Każdą umowę podpisuj z głową! Niezależnie czy podpisujesz ją od razu z dystrybutorem czy z wydawnictwem. Moja pierwsza umowa wydawnicza przyprawiła mnie o ból głowy i całkiem dużą dawkę stresu. A w zasadzie nie tyle umowa wydawnicza, co jej konsekwencje. I pisze to osoba z bardzo dużym doświadczeniem w tego typu umowach (co prawda w przemyśle filmowym, ale jednak). Może Ci się wydawać, że skoro wydawnictwo lub dystrybutor przyjmują Cię na pokład i są gotowi finansować Twój projekt, to gracie do jednej bramki, ale nie do końca tak jest. Oczywiście wydawnictwom co do zasady zależy, żeby sprzedawać swoje książki, ale autor (ka) zawsze są na końcu łańcucha i jeśli Ty nie zadbasz o swoje interesy, nikt za Ciebie tego nie zrobi. Tak, wiem, bardzo chcesz zadebiutować, więc godzisz się na wszystko jak leci. Czasami (rzadko) taki model wypali i nie spotka Cię nic złego. Praktyka nauczyła mnie, że czasami lepiej wydać samemu, niż zgadzać się na warunki, które są absolutnie poniżej pasa i wychodzą z poziomu władzy. Bo w mniejszej lub większej skali poniesiesz konsekwencje złej umowy wydawniczej. Negocjacje mają jeszcze taką dobrą stronę, że przekonasz się również, czy wydawnictwu naprawdę zależy na tym, żeby z Tobą pracować. Zwłaszcza, że na początku oddajesz swoją wolność i swoje dzieło za przysłowiowe „marchewki”, bo nie od dziś wiadomo, że debiutujący autorzy zarabiają właśnie marchewki:) A Ci niedebiutujący, no cóż, przechodzą co najwyżej na banany:) Po kokosy sięgają nieliczni. Taki rynek, więc bądź na to gotowa(y).

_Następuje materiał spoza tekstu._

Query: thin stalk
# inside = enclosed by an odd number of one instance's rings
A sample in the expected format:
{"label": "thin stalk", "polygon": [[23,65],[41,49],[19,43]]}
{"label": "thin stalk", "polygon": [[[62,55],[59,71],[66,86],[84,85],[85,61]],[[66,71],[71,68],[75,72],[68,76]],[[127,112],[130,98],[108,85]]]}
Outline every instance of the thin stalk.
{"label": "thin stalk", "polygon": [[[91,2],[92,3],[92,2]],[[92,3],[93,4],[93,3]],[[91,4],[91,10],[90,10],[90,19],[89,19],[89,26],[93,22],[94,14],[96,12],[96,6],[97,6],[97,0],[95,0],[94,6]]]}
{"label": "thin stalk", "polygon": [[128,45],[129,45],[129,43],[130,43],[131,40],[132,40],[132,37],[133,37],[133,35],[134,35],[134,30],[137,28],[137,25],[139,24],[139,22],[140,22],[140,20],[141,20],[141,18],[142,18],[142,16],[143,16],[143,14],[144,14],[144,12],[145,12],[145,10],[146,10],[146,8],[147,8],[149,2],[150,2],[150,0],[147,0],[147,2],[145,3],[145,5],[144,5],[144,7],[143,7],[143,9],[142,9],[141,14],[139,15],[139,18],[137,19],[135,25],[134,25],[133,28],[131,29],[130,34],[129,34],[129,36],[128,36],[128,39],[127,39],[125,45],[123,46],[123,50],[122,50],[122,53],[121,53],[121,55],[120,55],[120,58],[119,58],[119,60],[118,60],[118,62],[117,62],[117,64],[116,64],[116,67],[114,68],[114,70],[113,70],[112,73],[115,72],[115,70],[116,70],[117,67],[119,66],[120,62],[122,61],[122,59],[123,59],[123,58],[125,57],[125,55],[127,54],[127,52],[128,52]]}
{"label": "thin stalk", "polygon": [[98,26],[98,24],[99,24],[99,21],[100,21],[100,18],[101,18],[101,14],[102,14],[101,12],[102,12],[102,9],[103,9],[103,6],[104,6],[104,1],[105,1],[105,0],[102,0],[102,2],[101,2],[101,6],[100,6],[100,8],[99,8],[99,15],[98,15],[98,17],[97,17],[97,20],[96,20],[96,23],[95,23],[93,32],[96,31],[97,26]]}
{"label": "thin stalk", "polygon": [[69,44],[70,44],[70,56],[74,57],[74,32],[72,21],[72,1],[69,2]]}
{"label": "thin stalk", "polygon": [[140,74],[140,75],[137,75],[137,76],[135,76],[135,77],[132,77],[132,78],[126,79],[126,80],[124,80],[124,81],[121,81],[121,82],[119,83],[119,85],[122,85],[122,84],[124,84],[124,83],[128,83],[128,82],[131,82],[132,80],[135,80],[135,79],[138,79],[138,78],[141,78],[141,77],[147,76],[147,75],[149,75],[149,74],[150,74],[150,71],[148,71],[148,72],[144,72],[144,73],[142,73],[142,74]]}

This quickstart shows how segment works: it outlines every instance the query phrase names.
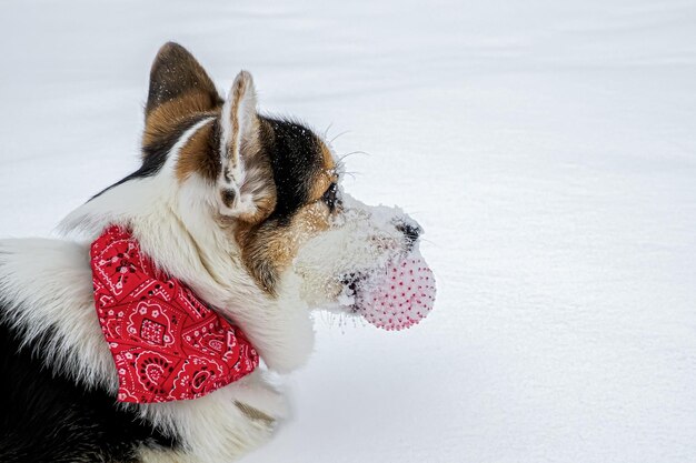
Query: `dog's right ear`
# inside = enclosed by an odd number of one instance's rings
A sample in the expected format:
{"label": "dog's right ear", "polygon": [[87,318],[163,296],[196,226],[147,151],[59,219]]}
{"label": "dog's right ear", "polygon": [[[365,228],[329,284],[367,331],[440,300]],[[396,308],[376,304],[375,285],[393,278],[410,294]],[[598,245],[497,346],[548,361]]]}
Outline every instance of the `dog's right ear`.
{"label": "dog's right ear", "polygon": [[150,70],[143,144],[166,134],[172,123],[213,111],[222,102],[212,80],[196,58],[178,43],[165,43]]}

Znajdź swój niebieski ocean.
Strategia „blue ocean” obowiązuje również pisarzy. Na rynku autorskim jest olbrzymia konkurencja i jeśli chcesz na nim funkcjonować, musisz się wyróżnić. Pomyśl nad swoimi mocnymi stronami (zainteresowaniami) i spróbuj wyprowadzić z nich swój autorski „blue ocean”.
Zastanów się nad własną bazą czytelniczek(ów)
Social media to nie wszystko. Co więcej, często okazują się bardzo rozczarowujące jeśli chodzi o promocję i sprzedaż książek. W dodatku nie masz absolutnie żadnego wpływu na zmiany, które zachodzą w SM. Poleganie tylko na kontach społecznościowych to dla mnie osobiście pisarska jazda bez trzymanki.
I na koniec, postaraj się w dzień premiery zostać narcyzem i klepać się po plecach, ile tylko się da. Wydałeś (aś) książkę. Tego dnia, nie martw się o sprzedaż, o recenzje, ani o kolejny dzień. Po prostu ciesz się tym dniem, jakby jutro nie istniało.